Ziplock Space Bagging

I had kind of a minor breakthrough yesterday vacuum bagging a first part (of 45) for the lander’s top dome. Typically when vacuum bagging, you put the part into the bag and run the vacuum for 6 to 10 hours, depending on temperature.

I have seen the Ziplock Spacebags keeping a quilt vacuumed for what, 6 months? I wondered if it couldn’t be also used to vacuum boat or spaceship parts. Yes, it worked. My concerns that it could not stand my high vacuum pressure, or that the shutoff was tricky, were unfounded. I did create a kind of plastic airlock around the bags shut-off valve so that I could keep my high vacuum longer. I ran the high vacuum pressure 8mm hose through the airlock bag and into the jaws of the shut-off valvve. Next I started the compressor and got my 25 inches of mercury vacuum from my Venturi and compressor. Finally, and in one flash move, I pulled the hose out of the valve jaws and closed them. The next morning it had held the vacuum all night.

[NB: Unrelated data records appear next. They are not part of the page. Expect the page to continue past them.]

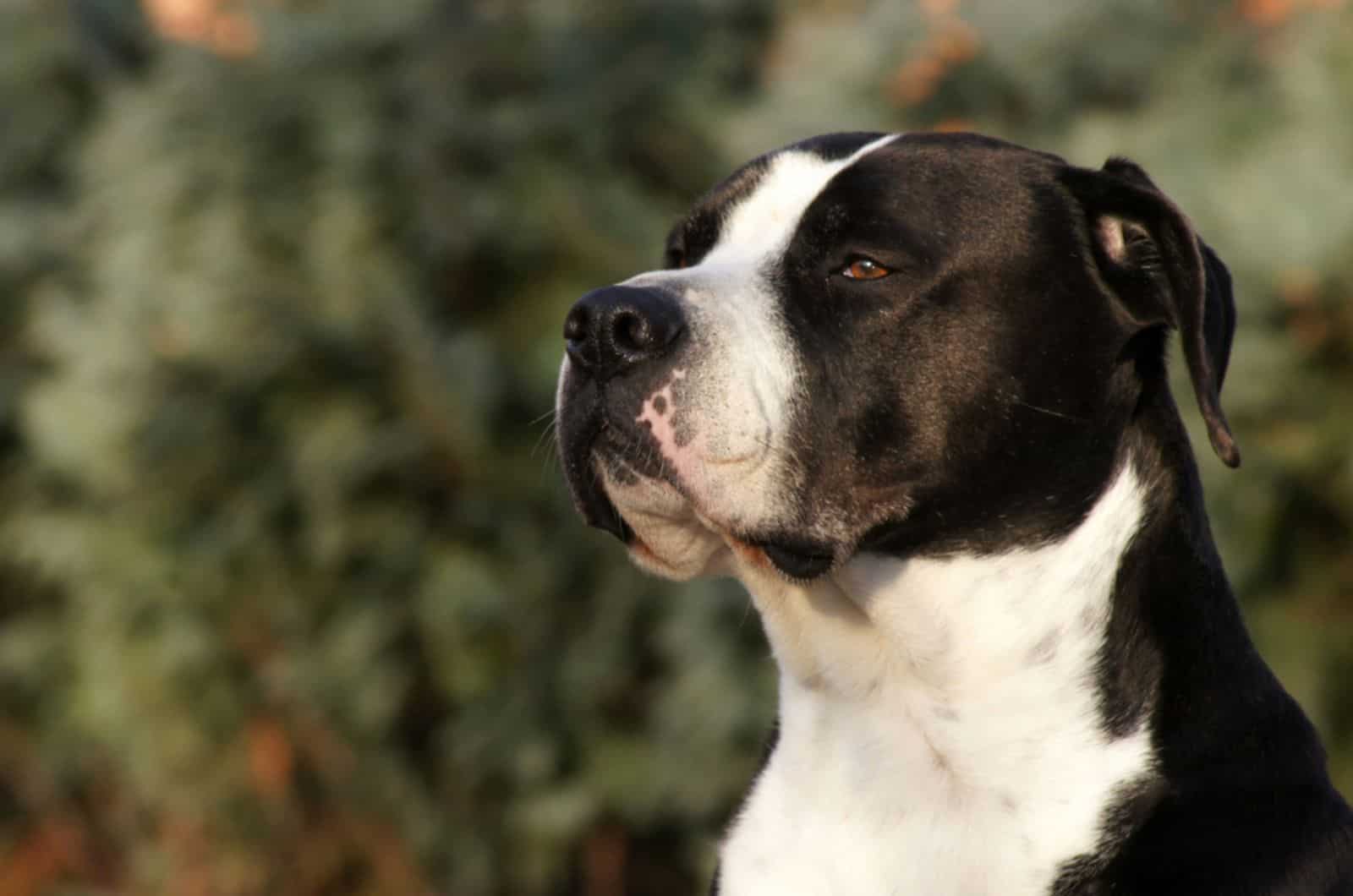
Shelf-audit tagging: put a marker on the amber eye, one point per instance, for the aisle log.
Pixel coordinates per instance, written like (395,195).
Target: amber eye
(865,270)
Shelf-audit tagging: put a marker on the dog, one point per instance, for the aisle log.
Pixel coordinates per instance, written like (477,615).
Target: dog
(911,390)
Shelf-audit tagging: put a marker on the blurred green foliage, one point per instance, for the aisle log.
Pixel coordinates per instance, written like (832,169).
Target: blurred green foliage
(291,597)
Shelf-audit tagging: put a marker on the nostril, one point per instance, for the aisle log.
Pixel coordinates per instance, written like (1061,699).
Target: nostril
(575,325)
(633,332)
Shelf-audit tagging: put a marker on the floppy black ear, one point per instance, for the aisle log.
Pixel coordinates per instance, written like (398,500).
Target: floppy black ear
(1136,227)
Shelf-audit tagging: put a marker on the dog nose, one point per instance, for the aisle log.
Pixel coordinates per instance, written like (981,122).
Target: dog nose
(613,329)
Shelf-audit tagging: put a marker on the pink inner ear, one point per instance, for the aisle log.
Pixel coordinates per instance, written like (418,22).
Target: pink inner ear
(1109,232)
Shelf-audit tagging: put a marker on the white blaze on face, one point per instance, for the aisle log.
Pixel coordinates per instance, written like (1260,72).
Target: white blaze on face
(737,400)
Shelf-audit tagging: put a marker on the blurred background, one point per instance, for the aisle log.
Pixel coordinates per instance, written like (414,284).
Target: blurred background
(291,594)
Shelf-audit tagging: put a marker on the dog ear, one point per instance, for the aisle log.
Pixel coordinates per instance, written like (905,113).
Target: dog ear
(1142,238)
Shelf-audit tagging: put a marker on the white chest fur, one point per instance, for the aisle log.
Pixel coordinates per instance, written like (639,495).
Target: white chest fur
(939,727)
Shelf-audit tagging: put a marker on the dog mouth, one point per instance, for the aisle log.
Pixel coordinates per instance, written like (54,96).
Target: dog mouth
(628,490)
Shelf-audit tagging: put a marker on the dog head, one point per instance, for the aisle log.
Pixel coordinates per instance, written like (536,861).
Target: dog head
(873,342)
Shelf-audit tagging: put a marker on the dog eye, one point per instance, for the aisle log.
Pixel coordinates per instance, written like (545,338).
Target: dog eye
(865,270)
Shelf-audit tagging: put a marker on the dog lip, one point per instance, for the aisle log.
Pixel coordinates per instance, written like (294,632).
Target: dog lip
(796,558)
(599,511)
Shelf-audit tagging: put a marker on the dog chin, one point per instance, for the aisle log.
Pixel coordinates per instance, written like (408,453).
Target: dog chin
(669,536)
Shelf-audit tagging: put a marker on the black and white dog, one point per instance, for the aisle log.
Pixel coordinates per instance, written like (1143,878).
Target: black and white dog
(912,393)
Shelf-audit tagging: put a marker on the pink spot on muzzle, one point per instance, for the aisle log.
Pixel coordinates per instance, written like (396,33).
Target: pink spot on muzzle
(656,414)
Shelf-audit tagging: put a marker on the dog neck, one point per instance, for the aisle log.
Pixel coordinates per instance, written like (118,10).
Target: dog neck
(945,704)
(958,627)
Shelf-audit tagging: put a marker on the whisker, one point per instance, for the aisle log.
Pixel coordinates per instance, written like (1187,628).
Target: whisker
(1052,413)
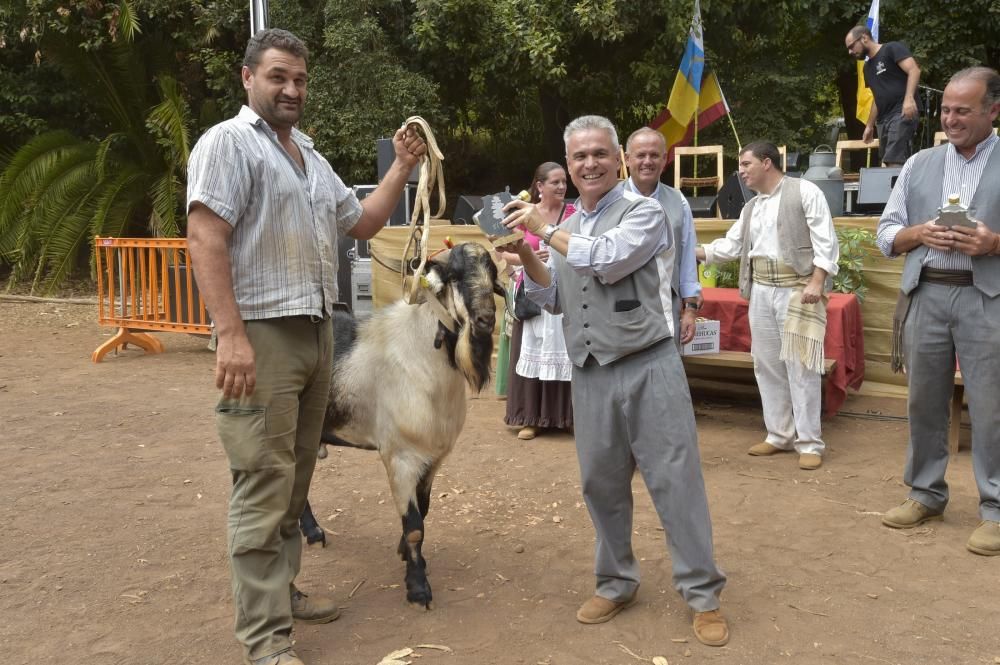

My parts are small for this job (2’ on a side) and the bags are also small (3’ x 4’) but with proof of concept, I can start to replicate on bigger parts in the future. Also this means that I can vacuum bag several parts at once as they only need to suck for a couple of minutes.  www.spacebagbrand.com

zipbag1
Bag sucking, showing “airlock” I added.
zipbag2
The bag the next morning.
zipbag3
Bag closed but not yet sucking

2 thoughts on “Ziplock Space Bagging”

  1. Wow, 25in.Hg is 635mmHg, 12.3 psi, 0.835 atmosphere. This is 3 – 4 times the pressure we use for cyl. mold ply/epoxy. Is that a ply/foam sandwich? and what is min vacuum needed? Did you have a gauge on the bag so you could see the final vacuum reading after cure? Please detail your “venturi and compressor”. And Merry Xmas from our southern summer! Cheers, Chris A.

    1. Chris, Hi!

      Been hoping to hear from you. My Outlook went away with your email address from before. Send a progress report and pictures (Chris is building a 20m catamaran of his own design, using a variation on CM, all).
      Venturi pump is from Fiberlay. Oddly enough is not on their website yet. Biggest reason is that it is so quiet compared to shop vac. Don’t want to scare the neighbors. Parts are ply/core/ply and could surely work with shop vac, but my Makita compressor and Venturi pump are so quiet. I have not measured vacuum, but Joe Parker noted that single stage Venturi will have about that pull.